A good test is to ask yourself if you routinely feel worse after speaking to or being around this person. If the answer is yes, we recommend intentionally putting some distance between yourself and them.
Bringing it all together.
We believe that addiction stems from loneliness. Almost every individual struggling with addiction admits to having felt deeply lonely throughout much of their lives.
Although it would be ideal if the feeling vanished once addiction ends, the reality is that addiction is often a form of self-treatment for loneliness. Consequently, we anticipate that the sense of loneliness may even intensify initially.
To combat this issue, the only known solution is to connect with people who have had similar experiences. Joining a community of peers is an enriching experience that you wouldn’t want to miss.
Explore different communities
Our recommendation is to attend meetings or virtual gatherings hosted by various groups. Checking them out will help you discover what you enjoy!

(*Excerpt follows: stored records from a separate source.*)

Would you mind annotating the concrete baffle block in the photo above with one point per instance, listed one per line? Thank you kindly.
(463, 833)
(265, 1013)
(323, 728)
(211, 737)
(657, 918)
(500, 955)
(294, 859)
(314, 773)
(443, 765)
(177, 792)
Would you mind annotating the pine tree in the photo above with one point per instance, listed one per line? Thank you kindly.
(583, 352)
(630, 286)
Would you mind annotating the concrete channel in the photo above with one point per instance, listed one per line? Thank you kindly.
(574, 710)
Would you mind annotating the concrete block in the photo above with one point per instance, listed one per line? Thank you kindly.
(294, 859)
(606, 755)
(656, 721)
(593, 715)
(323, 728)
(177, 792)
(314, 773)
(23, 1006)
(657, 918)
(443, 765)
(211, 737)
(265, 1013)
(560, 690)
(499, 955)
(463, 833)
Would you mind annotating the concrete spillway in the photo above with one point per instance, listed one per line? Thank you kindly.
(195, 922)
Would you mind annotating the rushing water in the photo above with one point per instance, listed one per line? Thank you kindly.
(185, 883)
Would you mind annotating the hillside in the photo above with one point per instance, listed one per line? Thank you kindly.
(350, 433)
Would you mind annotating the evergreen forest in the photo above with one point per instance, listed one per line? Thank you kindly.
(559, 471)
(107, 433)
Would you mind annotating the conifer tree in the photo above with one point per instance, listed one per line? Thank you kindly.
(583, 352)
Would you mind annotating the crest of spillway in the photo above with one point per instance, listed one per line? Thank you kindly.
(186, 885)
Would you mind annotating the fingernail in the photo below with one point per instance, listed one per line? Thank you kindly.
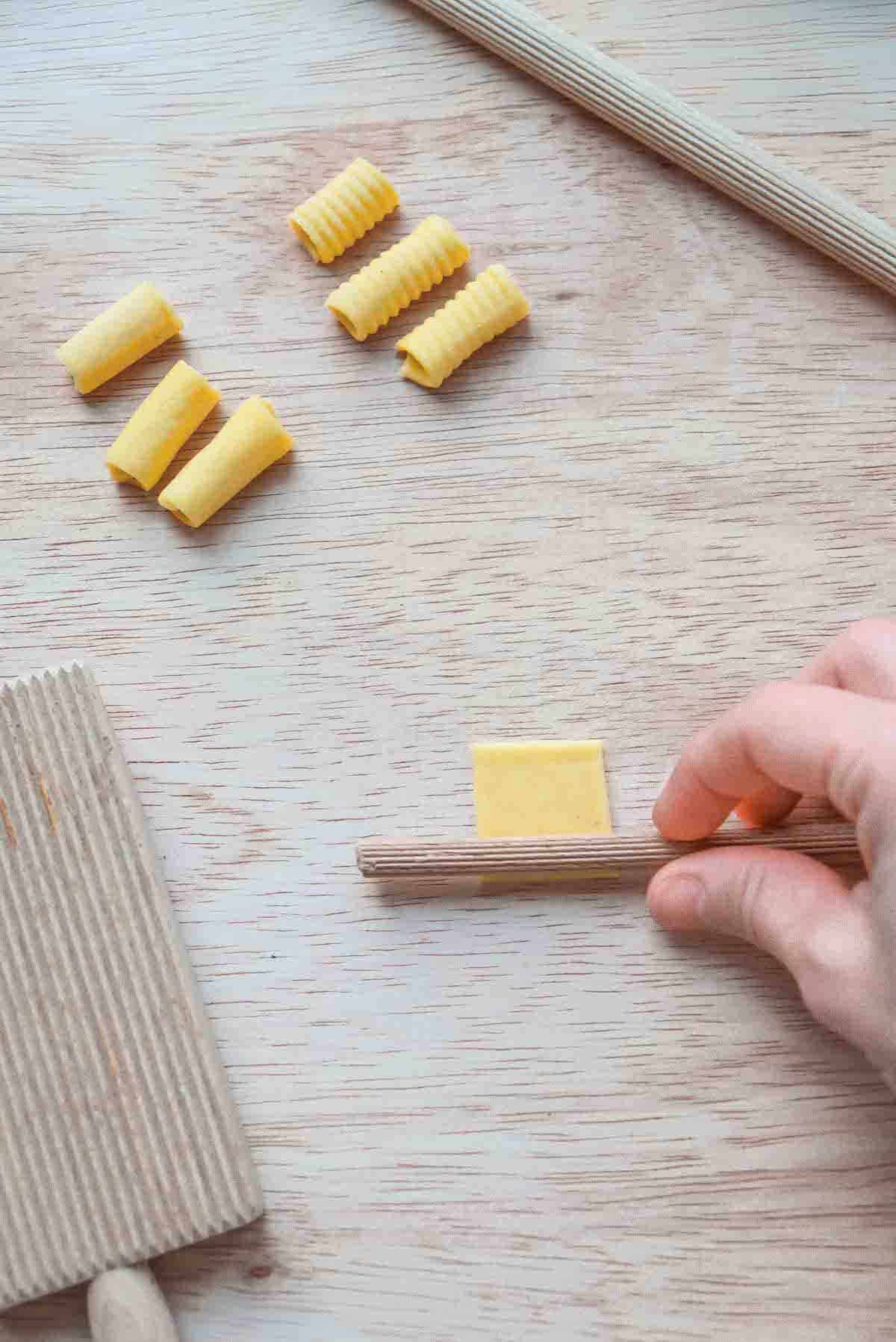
(676, 901)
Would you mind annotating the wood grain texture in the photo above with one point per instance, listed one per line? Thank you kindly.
(623, 858)
(515, 1116)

Pick one that makes you feel comfortable
To increase your chances of success in a group, look for one that creates a sense of safety. Feeling secure is the most crucial aspect of a successful therapeutic group. Once you find a group that makes you feel safe, dive right in and get started!
Seek outside help when needed
It’s important to understand that these groups typically consist of non-professionals who provide mutual support. They are regular people, just like you. If you encounter any medical or psychological concerns, it’s crucial to seek outside assistance instead of relying solely on the group’s suggestions.